Anthropic framed Opus 4.7 as its most capable Opus release and published benchmark figures to demonstrate improvements. The company also described safeguards and reported experimenting with measures to reduce cyber capabilities during training.
Claude Opus 4.7 has demonstrated notable improvements in several benchmark tests. On OfficeQA Pro, a benchmark evaluating question-answering capability, Opus 4.7 achieved a score of 80.6%, significantly outperforming its predecessor, Opus 4.6, which scored 57.1%. Additionally, Opus 4.7 surpassed competitors with GPT-5.4 scoring 51.1% and Gemini 3.1 Pro at 42.9%.
In terms of long-term coherence, as measured by Vending-Bench 2 which assesses the ability to maintain a coherent line of reasoning over extended interactions, Opus 4.7 managed a money balance of $10,937 compared to $8,018 for Opus 4.6. Furthermore, in the GDPVal-AA benchmark, which assesses model ability in artificial intelligence tasks using the Elo rating system, Opus 4.7 scored 1,753 Elo against GPT-5.4, which scored 1,674 Elo. These scores emphasize the advancements Claude Opus 4.7 has made in both its processing capabilities and overall performance.
Claude Opus 4.7 launches with automated safeguards that detect and block prohibited or high‑risk cybersecurity requests. The release includes mechanisms that identify such requests and prevent the model from responding to them. Anthropic said these safeguards are built into the model as automated controls.
Anthropic confirmed it conducted experiments to selectively reduce Opus 4.7’s cyber capabilities during training.

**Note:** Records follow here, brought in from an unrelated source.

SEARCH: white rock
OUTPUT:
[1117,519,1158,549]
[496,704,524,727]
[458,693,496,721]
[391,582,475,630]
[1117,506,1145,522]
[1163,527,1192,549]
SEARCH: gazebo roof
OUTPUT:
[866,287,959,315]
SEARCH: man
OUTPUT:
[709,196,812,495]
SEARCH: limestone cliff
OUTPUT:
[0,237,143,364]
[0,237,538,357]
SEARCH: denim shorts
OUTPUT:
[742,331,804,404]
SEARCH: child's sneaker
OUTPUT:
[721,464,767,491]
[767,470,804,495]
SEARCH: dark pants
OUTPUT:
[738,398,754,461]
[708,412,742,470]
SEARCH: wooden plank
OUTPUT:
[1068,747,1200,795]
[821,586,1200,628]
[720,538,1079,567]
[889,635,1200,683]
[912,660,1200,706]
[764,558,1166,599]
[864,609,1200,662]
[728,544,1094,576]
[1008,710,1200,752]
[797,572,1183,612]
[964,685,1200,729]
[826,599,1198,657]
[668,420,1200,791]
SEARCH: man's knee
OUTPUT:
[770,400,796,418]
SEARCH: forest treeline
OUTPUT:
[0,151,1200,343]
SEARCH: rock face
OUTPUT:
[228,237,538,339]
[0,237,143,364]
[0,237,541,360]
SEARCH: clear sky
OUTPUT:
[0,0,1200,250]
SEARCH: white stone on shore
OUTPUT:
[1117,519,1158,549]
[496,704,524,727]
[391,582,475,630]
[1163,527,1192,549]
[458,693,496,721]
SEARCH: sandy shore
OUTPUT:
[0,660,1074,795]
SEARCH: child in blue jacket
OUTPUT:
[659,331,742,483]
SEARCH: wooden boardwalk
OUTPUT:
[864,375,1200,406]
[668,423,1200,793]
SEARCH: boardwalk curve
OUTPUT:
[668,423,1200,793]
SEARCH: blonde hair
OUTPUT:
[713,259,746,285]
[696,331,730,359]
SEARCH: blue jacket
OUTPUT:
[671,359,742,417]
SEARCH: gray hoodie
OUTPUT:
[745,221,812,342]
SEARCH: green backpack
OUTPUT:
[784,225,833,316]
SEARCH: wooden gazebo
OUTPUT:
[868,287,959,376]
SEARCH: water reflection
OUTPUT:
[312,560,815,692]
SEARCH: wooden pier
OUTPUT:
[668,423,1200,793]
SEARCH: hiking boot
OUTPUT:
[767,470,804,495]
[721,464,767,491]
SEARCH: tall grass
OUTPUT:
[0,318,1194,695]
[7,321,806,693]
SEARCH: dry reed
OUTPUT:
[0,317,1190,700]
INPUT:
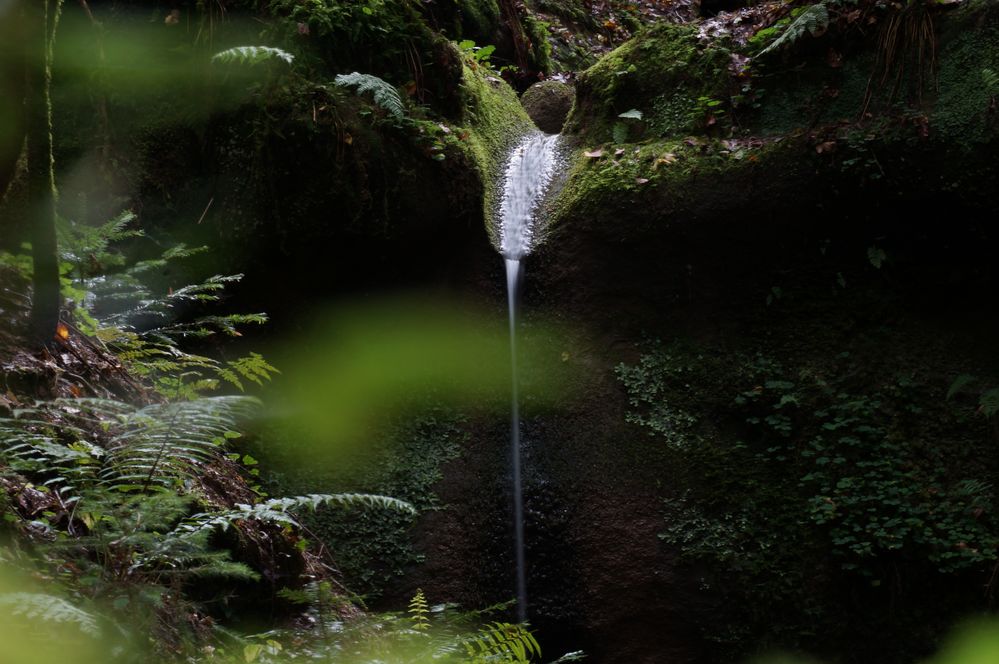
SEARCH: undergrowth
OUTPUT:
[617,344,999,657]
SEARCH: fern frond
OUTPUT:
[409,588,430,632]
[174,493,416,536]
[212,46,295,65]
[336,71,406,120]
[462,622,541,664]
[760,0,838,55]
[102,396,260,490]
[0,593,101,637]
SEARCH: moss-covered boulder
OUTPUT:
[566,23,731,143]
[520,81,575,134]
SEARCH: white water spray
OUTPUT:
[500,131,559,622]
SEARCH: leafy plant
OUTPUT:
[212,46,295,65]
[336,71,406,120]
[759,0,843,55]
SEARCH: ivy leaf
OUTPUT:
[947,374,975,401]
[867,247,888,270]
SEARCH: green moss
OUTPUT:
[550,139,807,232]
[461,64,533,240]
[524,14,552,74]
[457,0,508,43]
[569,24,731,142]
[930,5,999,149]
[520,81,576,134]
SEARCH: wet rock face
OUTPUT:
[520,81,576,134]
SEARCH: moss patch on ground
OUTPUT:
[567,23,731,143]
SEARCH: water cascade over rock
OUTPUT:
[500,131,559,622]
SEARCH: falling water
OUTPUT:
[500,132,559,622]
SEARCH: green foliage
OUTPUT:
[461,622,541,664]
[0,396,259,502]
[0,592,101,637]
[336,71,406,120]
[175,493,416,536]
[212,46,295,65]
[760,0,843,55]
[617,345,999,645]
[408,588,430,632]
[254,408,467,598]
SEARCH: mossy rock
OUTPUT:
[520,81,576,134]
[566,23,731,143]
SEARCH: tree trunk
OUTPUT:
[0,6,25,197]
[21,0,62,344]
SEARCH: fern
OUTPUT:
[759,0,840,55]
[101,396,260,491]
[174,493,416,536]
[462,622,541,664]
[336,71,405,120]
[0,592,101,637]
[409,588,430,632]
[212,46,295,65]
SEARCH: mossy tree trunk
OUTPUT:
[21,0,62,344]
[0,7,25,196]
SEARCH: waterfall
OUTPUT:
[500,131,559,622]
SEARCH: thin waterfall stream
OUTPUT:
[500,131,559,622]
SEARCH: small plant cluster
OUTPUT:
[0,211,277,399]
[255,406,468,600]
[262,582,560,664]
[617,344,999,646]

The company described those steps as experimental efforts to differentially reduce cyber capabilities for the model. Anthropic offers a Cyber Verification Program that provides access to the automated safeguards.
Mythos Preview remains restricted to vetted security firms. The UK’s AI Security Institute evaluated Mythos as the first AI to complete ‘The Last Ones,’ a 32-step corporate network attack simulation that typically takes human red teams 20 hours. Anthropic continues to limit access to Mythos Preview to vetted security firms.
Anthropic describes Claude Opus 4.7 as its most powerful model publicly available and highlights benchmark improvements over prior Opus versions and competing models across multiple standardized tests. The company presented improvements in question‑answering performance, multilingual ability and long‑term coherence as part of its published benchmark results.
The release includes automated safeguards that detect and block prohibited or high‑risk cybersecurity requests, Anthropic said it experimented with efforts to differentially reduce cyber capabilities during training, and the company offers a Cyber Verification Program while keeping Mythos Preview restricted to vetted security firms.